I don't, but I can try to reconstruct it. Going from N to Q:
1 -> 0
For other numbers:
n even -> n/2
n odd -> -(n-1)/2
and then factorise the result into primes.
Now we change the power x of each prime in this factorisation as follows:
x even -> x/2
x odd -> -(x+1)/2
An example: 97 -> -48 -> -2^4*3 -> -2^2*3^-1 = -4/3
Does this work?
22 Sep 04
As acolyte said, two sets have the same size if you can combine one number of the first set to a number of the second set. If you don't leave out any number of one of the two sets you have what is called a 'bijection'. If such a bijection exists between two sets, they have the same size.
As you saw, i created a bijection between the natural numbers and the rationals, and thus they have the same size.
A bijection between the natural numbers and integers is this:
0 0
1 1
2 -1
3 2
4 -2
5 3
and so on.
Thus there are as many integers as naturals 🙂
There are two kinds of infinity;
countable and overcountable. Countable is that you can number all the elements of the set (so there are countable infinite integers and rationals)
Overcountable is if you can't number the elements. The set of reals is overcountable.
Is assure you, this is true 🙂
22 Sep 04
Originally posted by AcolyteYes 😀!
I don't, but I can try to reconstruct it.
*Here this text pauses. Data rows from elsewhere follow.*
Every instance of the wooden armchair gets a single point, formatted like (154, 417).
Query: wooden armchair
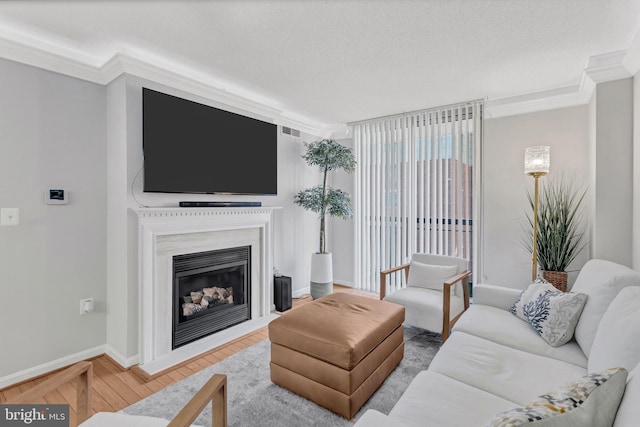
(214, 391)
(436, 292)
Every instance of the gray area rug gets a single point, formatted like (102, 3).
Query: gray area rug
(253, 400)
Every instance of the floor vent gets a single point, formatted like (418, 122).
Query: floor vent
(290, 131)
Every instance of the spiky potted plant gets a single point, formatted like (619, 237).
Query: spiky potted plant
(560, 235)
(328, 155)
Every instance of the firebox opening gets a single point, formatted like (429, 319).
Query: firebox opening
(210, 292)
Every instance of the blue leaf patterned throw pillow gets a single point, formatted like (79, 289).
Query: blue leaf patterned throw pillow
(533, 291)
(552, 313)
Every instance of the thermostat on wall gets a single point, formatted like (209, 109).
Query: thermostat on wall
(56, 197)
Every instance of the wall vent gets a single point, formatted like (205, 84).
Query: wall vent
(290, 131)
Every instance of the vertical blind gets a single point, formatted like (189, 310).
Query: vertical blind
(415, 181)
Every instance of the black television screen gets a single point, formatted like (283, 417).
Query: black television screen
(194, 148)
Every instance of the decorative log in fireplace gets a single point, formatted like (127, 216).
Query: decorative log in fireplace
(210, 292)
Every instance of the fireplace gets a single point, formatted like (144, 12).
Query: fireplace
(211, 292)
(164, 233)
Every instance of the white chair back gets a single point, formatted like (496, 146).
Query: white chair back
(431, 259)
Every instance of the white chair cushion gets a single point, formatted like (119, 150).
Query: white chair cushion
(500, 326)
(430, 276)
(601, 280)
(423, 307)
(617, 341)
(589, 401)
(512, 374)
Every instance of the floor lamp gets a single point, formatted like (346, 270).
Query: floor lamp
(536, 163)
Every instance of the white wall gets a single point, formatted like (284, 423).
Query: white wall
(505, 184)
(613, 172)
(53, 135)
(636, 173)
(341, 236)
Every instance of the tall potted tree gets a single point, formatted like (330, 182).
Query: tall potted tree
(560, 235)
(328, 155)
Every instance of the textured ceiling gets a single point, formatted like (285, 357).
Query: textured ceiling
(341, 61)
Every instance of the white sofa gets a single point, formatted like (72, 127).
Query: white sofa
(494, 361)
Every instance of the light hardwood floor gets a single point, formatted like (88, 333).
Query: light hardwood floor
(115, 388)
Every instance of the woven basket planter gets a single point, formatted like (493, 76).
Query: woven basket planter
(557, 278)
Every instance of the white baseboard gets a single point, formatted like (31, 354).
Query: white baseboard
(343, 282)
(125, 362)
(45, 368)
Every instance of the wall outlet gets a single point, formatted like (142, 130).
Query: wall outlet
(9, 216)
(86, 306)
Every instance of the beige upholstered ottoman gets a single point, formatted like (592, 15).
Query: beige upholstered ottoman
(337, 350)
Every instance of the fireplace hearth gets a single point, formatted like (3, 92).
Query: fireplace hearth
(211, 292)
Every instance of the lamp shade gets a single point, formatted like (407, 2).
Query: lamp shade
(537, 159)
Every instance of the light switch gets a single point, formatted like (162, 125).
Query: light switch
(9, 216)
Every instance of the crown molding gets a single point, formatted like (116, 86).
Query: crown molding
(67, 63)
(600, 68)
(540, 101)
(607, 67)
(632, 60)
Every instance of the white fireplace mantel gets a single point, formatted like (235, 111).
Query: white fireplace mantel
(165, 232)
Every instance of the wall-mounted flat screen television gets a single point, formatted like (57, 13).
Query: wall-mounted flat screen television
(195, 148)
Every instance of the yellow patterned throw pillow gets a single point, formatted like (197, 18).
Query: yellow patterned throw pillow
(592, 400)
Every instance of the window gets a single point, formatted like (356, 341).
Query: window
(415, 181)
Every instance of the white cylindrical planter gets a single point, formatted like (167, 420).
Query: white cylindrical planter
(321, 275)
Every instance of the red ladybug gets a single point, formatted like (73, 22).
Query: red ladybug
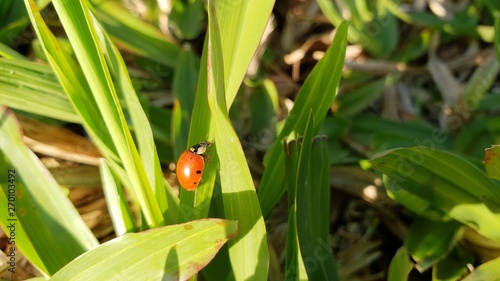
(191, 164)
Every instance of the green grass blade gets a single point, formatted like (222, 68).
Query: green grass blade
(142, 130)
(184, 89)
(487, 271)
(241, 26)
(34, 88)
(492, 162)
(134, 34)
(430, 241)
(7, 52)
(400, 266)
(173, 252)
(51, 232)
(313, 210)
(497, 35)
(449, 183)
(118, 208)
(249, 254)
(317, 94)
(187, 18)
(94, 96)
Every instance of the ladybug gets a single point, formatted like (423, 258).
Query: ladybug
(191, 164)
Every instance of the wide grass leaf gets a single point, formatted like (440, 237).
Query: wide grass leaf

Going from N to Q:
1 -> 0
For other numbers:
n even -> n/2
n odd -> -(n-1)/2
and then factorise the result into primes.
Now we change the power x of each prime in this factorisation as follows:
x even -> x/2
x odd -> -(x+1)/2
An example: 97 -> -48 -> -2^4*3 -> -2^2*3^-1 = -4/3
Does this work?
I was going to write a proof, first that each natural number yields exactly one rational (trivial) and then that the reverse is true (a little harder).
It's more interesting to look at each little bit and see how it fits together, because your function is remarkably constructive--intelligent design I'd say.